Defines how third-party Android apps expose read-only data to ClawSeed.

1. Design Goals

Many utility apps on Android hold valuable data as their core asset, but building an AI chat interface in each app is redundant and low-quality. CETP's core idea: ClawSeed serves as the unified AI interaction layer; other apps only need to be data providers.

  • v1 defines discovery and invocation for read-only tools only
  • Third-party apps do not connect to the gateway directly; the ClawSeed Android client discovers and bridges them
  • The Bridge wraps external tools as local tools, then registers them with the gateway via the existing WebSocket register_tools mechanism
  • Tool specs reuse JSON Schema, fully aligned with the Tool trait
  • The protocol does not require the Consumer to be the official ClawSeed app; access control is the Provider's decision
  • Minimal integration effort — implement one ContentProvider, ~100 lines of code

v1 Scope

  • Discovery (list_tools) and invocation (execute_tool) of read-only tools
  • Optional provider metadata query (get_provider_info)
  • Provider-controlled authorization model (via AUTH_REQUIRED error code + retry after user completes authorization)
  • Android ContentProvider as the cross-process communication mechanism

Non-Goals

  • No write operation protocol — orders, transfers, deletions are deferred to v2
  • No unified OAuth-style authorization protocol — authorization strategy is entirely up to the Provider
  • No strong Consumer identity verification — package name identification is only for Provider's own authorization policy
  • No unified data model across Providers — each app defines its own return structure
  • No strict idempotency requirement — unnecessary for read-only scenarios

2. Protocol Definition

2.1 Roles

Role Description
Tool Provider Third-party app that exposes read-only tools via ContentProvider
Tool Consumer Any CETP-compatible Android app that discovers and invokes external tools

2.2 Discovery

Provider declares a Service + ContentProvider in AndroidManifest.xml:

<service
    android:name=".cetp.ToolProviderService"
    android:exported="true">
    <intent-filter>
        <action android:name="com.clawseed.action.TOOL_PROVIDER" />
    </intent-filter>
    <meta-data android:name="com.clawseed.tools.authority"
        android:value="com.example.app.clawseed.tools" />
    <meta-data android:name="com.clawseed.tools.version"
        android:value="1" />
</service>

<provider
    android:name=".cetp.ToolProvider"
    android:authorities="com.example.app.clawseed.tools"
    android:exported="true"
    android:permission="com.clawseed.permission.ACCESS_TOOLS"
    android:initOrder="100" />
  • com.clawseed.permission.ACCESS_TOOLS (protectionLevel="normal") reduces accidental calls and does not constitute a strong security boundary
  • Consumer must declare <uses-permission android:name="com.clawseed.permission.ACCESS_TOOLS" />
  • android:initOrder="100" ensures early Provider initialization (needed on some OEM ROMs)

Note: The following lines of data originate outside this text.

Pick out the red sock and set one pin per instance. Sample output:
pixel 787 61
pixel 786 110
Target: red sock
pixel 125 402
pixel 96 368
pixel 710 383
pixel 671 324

Consumer discovers Providers via PackageManager.queryIntentServices() scanning for the com.clawseed.action.TOOL_PROVIDER intent, extracting authority from meta-data.

2.3 Data Exchange

All interactions use ContentResolver.call() with a unified response format:

Success: { "status": "success", "data": "<JSON string>" }

Error: { "status": "error", "error_code": "<code>", "error_message": "<description>" }

AUTH_REQUIRED errors may include optional fields:

{
  "status": "error",
  "error_code": "AUTH_REQUIRED",
  "error_message": "User has not authorized this data scope",
  "resolution_hint": "Please open the app to complete authorization",
  "authorize_intent": "com.example.app.ACTION_AUTHORIZE_CLAWSEED"
}

list_tools

Value
method "list_tools"
extras null

Response data:

{
  "tools": [
    {
      "name": "get_data",
      "description": "Natural language description; Agent uses this to decide when to invoke",
      "parameters": { "<JSON Schema>" }
    }
  ]
}
  • name: Only needs to be unique within a single Provider. The Consumer handles namespace isolation (e.g., prefixing app__get_data)
  • parameters: Standard JSON Schema, aligned with Tool::parameters_schema()

execute_tool

Value
method "execute_tool"
extras tool_name, args (JSON), request_id (optional UUID)

In CETP v1, only read-only operations are allowed. No write, submit, or delete side effects.

request_id is for log correlation and retry identification. v1 does not mandate strict idempotency.

Response data: Free-form JSON returned by the tool.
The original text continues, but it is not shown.